Depuis les années 1970, on recense dans le monde anglo-saxon plusieurs milliers de recherches qui se donnent pour objectif de quantifier l’efficacité des peines à réduire la délinquance. Ces travaux essaient par exemple d’évaluer si les peines plus sévères dissuadent les criminels potentiels ou dans quelle mesure on peut identifier les condamnés à haut risque de récidive et allonger leur incarcération pour les neutraliser. Ils sont conduits dans des traditions concurrentes (par des économistes, psychologues, psychiatres, politologues, sociologues etc.) et donnent des résultats très divers.
La préoccupation principale des acteurs de ces recherches est de comprendre pourquoi il se trouve tellement de résultats contradictoires dans les champs où ils opèrent. A cette fin, ces acteurs développent un métadiscours : un discours scientifique sur les discours scientifiques sur l’efficacité des peines. On peut classer ces métadiscours dans deux catégories complémentaires. Un premier type de métadiscours porte sur les processus de recherche à proprement parler : « les résultats diffèrent car la méthode ou l’objet diffèrent ». On cherche alors les données, les périodes, les contextes plus ou moins favorables à tel ou tel résultat, on méta-analyse le champ. Un deuxième type de métadiscours porte sur les a priori des chercheurs : ce seraient les conflits d’intérêts, l’idéologie, les paradigmes différents qui expliqueraient cette diversité de résultats.

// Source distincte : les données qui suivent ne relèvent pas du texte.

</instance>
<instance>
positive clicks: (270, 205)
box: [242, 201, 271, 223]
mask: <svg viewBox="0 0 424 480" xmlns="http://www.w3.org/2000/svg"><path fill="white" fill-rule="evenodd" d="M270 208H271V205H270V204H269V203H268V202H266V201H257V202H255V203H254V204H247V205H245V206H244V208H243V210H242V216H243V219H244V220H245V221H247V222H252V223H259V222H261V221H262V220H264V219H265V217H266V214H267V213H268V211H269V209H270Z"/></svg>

Ma recherche porte sur un échantillon de 290 de ces travaux. Je m’interroge sur les méthodes que les acteurs mobilisent pour juger de la vraisemblance de tel ou tel type de métadiscours. Je propose le recours à des méthodes standardisées pour évaluer certaines de leurs hypothèses, lorsque ces méthodes sont utilisables. Dans les autres cas, je fais un essai de transposition méthodologique, c’est-à-dire que j’applique dans la mesure du possible à chaque catégorie de discours le type de méthode quantitative utilisée dans les autres catégories de discours. Ma conclusion est que les acteurs ont tendance à surestimer le rôle des processus de recherche et à sous-estimer celui des a priori – bien que les deux niveaux d’explications aient des impications très différentes mais complémentaires pour les politiques publiques.